Os 19 anos de frequência da voz de Aline Silva na rádio
Por Redação LADIES
Uma trajetória que simboliza o pioneirismo feminino em um meio tradicionalmente masculino, abrindo espaço para que outras mulheres também encontrem sua própria voz.
Em um universo onde, por muitos anos, as vozes femininas eram minoria no comando dos microfones, Aline Silva construiu um espaço de pertencimento, escuta e representatividade. Hoje, ao celebrar 19 anos de trajetória no rádio, sua voz é celebrada como símbolo de pioneirismo e transformação.
Sua história, marcada pela coragem de ocupar um espaço antes dominado por vozes masculinas, hoje inspira uma geração de mulheres a encontrarem suas próprias frequências no mundo da comunicação.
Desde pequena, Aline sabia onde queria estar: "Eu queria transmitir", recorda. Filha de dono de salão de bailes, cresceu cercada por música, vozes e passagens de som. “Cresci ouvindo as trilhas da Rádio Independente. Era como se aquelas vozes já me chamassem.”
Foi ainda como estudante do internato, cursando magistério, que sua história no rádio começou. Uma entrevista em uma emissora local, após participar de um projeto estudantil em Brasília, tornou-se convite para o programa Contraponto. Aos 16, já era presença no ar. Aos 17, veio a contratação oficial. E, com ela, o compromisso com um sonho antigo: ocupar a cadeira do apresentador.
"Desde o primeiro dia em que entrei na rádio, eu olhei para aquela cadeira e soube: eu queria estar ali. Eu não sabia como. Mas eu sabia que queria.”
Em um cenário ainda dominado por vozes masculinas, Aline era exceção. Na época, não havia mulheres âncoras na emissora. Não havia modelos a seguir. “Eu não tinha quem performar. Mas eu sabia que era possível.” E foi.
A mulher que abriu caminho para outras
Ao longo da última década e meia, Aline transformou sua presença em referência. Programas como o Panorama e, especialmente, o Papos de Mulher, criaram novas formas de comunicar no rádio local: mais sensíveis e mais próximos da vida como ela é."Talvez o segredo seja isso: eu me coloco sempre no lugar de quem está ouvindo. Eu não tenho todas as respostas. Eu sou curiosa, e gosto de ouvir histórias.”

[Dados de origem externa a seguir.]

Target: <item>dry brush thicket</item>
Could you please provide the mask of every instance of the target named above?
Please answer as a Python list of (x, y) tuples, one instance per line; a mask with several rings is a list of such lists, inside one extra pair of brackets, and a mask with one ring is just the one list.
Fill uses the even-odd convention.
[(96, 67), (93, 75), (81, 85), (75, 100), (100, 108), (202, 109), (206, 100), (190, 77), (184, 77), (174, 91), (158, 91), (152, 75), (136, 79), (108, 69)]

Ela entrevista como quem oferece uma xícara de café. Como quem diz: “eu estou com você”. É dessa entrega que nasce sua força. E é isso que transforma o rádio, ainda hoje em um espaço relevante e vivo.
"O rádio me encanta porque ele é um meio tradicional e, ao mesmo tempo, vivo o tempo todo. Ele é conexão.”
A maternidade e a transformação do tempo
Entre todas as travessias que viveu, Aline reconhece que a chegada de Bento, seu filho, mudou tudo. Sua rotina e seu jeito de estar no mundo e no ar.
"A maternidade traz calmaria e aceleração ao mesmo tempo. Eu comecei a ter pressa. E isso me fez entregar ainda mais.”
Pela primeira vez, ela precisou se afastar do microfone. Mas encontrou acolhimento em sua equipe e um novo entendimento sobre o tempo. “Eu hoje sei que o tempo não é meu. O tempo é do mundo. E quando estou no ar, entrego tudo à minha audiência. Quando estou com meu filho, sou inteira dele.”
Foi nesse processo que ela passou a compreender, com mais profundidade, tantas mulheres que a ouviam. “Só me tornando mãe, entendi muitas pautas da maternidade. A entrega passou a ser diferente. A escuta também.”
Comunicação como legado
Empreender nasceu como consequência. Começou com aulas e projetos até perceber que era mais que uma extensão do rádio, era um negócio. Hoje, sua empresa, a Comunica, atende projetos de comunicação e treinamentos.
"Eu achava que era uma renda extra. Mas as pessoas já me viam como empreendedora. E foi aí que comecei a estruturar tudo.”
Além disso, atua no varejo com collabs e produtos autorais. Para ela, comunicar vai além do falar, é transmitir naturalmente presença e propósito. “Quando você faz do que ama um negócio, não tem como dar errado.”
Uma mulher que segura a porta aberta
Ao olhar para trás, Aline reconhece que sua trajetória foi construída por muitas mãos. “Passei pela porta, e agora estou segurando-a aberta para outras mulheres.”
Ela sabe que não basta ocupar um espaço, é necessário garantir que outras também possam estar ali. Por isso, seu legado vai além da própria história, ele se estende a quem vem depois. “Não é porque foi difícil pra mim, que precisa ser pra todas.” Com presença generosa, coragem delicada e entrega autêntica de uma pisciana, Aline Silva é hoje símbolo de sororidade.